De acordo com o geógrafo, a construção de um sistema de drenagem mais eficiente para a cidade, sobretudo para a região do Centro, era inclusive uma necessidade prevista no último Plano Diretor Urbano (PDU) do município, que foi tema de sua tese de doutorado. Só que ele ressaltou que se trata de uma obra muito cara, o que também foi dito pelo secretário de mobilidade urbana. 

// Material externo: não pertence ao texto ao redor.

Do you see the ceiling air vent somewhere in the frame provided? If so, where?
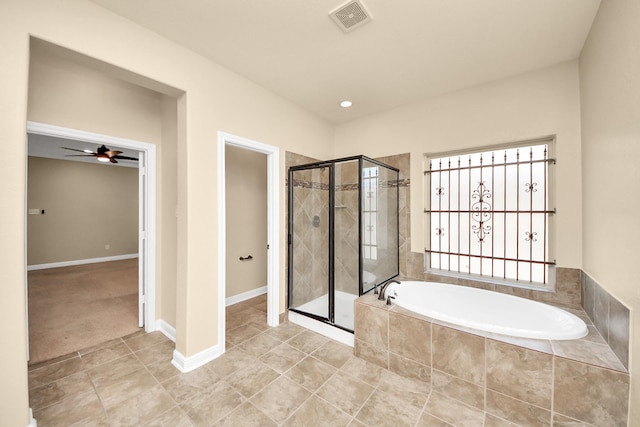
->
[329,0,371,33]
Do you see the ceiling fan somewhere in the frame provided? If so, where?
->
[60,144,138,163]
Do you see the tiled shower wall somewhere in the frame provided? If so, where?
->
[285,152,329,307]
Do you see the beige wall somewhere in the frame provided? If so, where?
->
[580,0,640,418]
[156,95,178,328]
[225,145,267,298]
[27,157,138,265]
[335,61,582,268]
[0,0,333,426]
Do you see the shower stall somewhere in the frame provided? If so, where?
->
[288,156,399,332]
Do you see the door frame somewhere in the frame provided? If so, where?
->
[217,131,280,352]
[24,121,157,334]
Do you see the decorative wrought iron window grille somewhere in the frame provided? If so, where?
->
[424,138,555,287]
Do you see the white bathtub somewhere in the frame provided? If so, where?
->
[385,281,588,340]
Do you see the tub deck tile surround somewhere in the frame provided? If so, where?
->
[355,295,629,427]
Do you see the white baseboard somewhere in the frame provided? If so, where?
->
[27,408,38,427]
[27,254,138,271]
[171,344,224,373]
[224,286,267,307]
[156,319,176,342]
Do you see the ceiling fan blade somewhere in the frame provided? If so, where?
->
[113,155,138,162]
[60,147,95,156]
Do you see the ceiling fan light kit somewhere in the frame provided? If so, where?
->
[60,144,138,163]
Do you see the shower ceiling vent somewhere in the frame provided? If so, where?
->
[329,0,371,33]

“Para resolver o problema daquele trecho específico [da Lauro de Freitas], a gente observou que as obras de drenagem não iriam custar menos do que R$30 milhões aos cofres do município. Isso porque a gente tem que começar a trabalhar da Serra. Mas a gente já preparou um projeto voltado para essa questão e, nos próximos meses, deveremos licitá-lo, que é o canal de macrodrenagem do bairro Santa Cecília. Ele vai se iniciar no Panorama, passar pelo Alto Maron e descer pela Rua Dez de Novembro para parar, então, lá no Rio Verruga”, relatou Diego. 

Como ficam os camelôs

Problemas relacionados exclusivamente à infraestrutura e mobilidade urbana não são os únicos que cercam a obra da Estação de Transbordo. Os camelôs, comerciantes autônomos que atuam na Avenida Lauro de Freitas, têm reivindicado espaço no local para que continuem trabalhando, algo que não foi previsto no projeto original da obra. 

Alguns deles comercializam produtos na Lauro de Freitas há 40 anos. O que mais temem é serem transferidos para um local que prejudique suas vendas. Desde abril deste ano, a categoria já realizou três protestos para tentar impedir de serem removidos do local. O último deles aconteceu no dia 12 deste mês

Em entrevista à rádio UP FM, no dia 30 de abril, a prefeita Sheila Lemos (DEM) reiterou que os camelôs não poderão permanecer trabalhando na Estação e deverão ser, de fato, realocados para outro espaço no Centro da cidade. Segundo ela, a Estação de Transbordo foi projetada para possibilitar mais conforto e segurança para a circulação de pessoas, e as barracas e mercadorias obstruem as calçadas e dificultam a mobilidade dos pedestres, sobretudo aqueles com alguma dificuldade de locomoção. O argumento da gestora parte do novo lema de seu governo: “cidade para pessoas”.

Camelôs protestam contra retirada das barracas da Avenida Lauro de Freitas

No protesto do dia 12, os camelôs questionaram para quem se direciona esse lema. “O que somos? Basta de eugenia social e deixa o camelô trabalhar”, dizia uma das faixas utilizadas pela categoria na manifestação. Segundo o presidente do Sindicato dos Camelôs, Roberto Carlos Barbosa, o governo municipal quer varrê-los do Centro da cidade, como se fossem sujeira. Além disso, ele destacou que em nenhum momento a Prefeitura ouviu os trabalhadores, os excluindo das discussões em torno da obra. 

“É importante salientar que nós camelôs somos da população de Vitória da Conquista, nós somos as pessoas, nós somos o povo, somos os trabalhadores que acordam cedo para pagar nossos aluguéis, para pagar as nossas dívidas”, destacou. A questão segue indefinida, se somando aos problemas e desafios que a atual gestão do Poder Executivo ainda precisará resolver.

*Matéria atualizada em 26/05/2020, às 15h59, após notícia da saída de Diego Gomes da Secretaria de Mobilidade Urbana.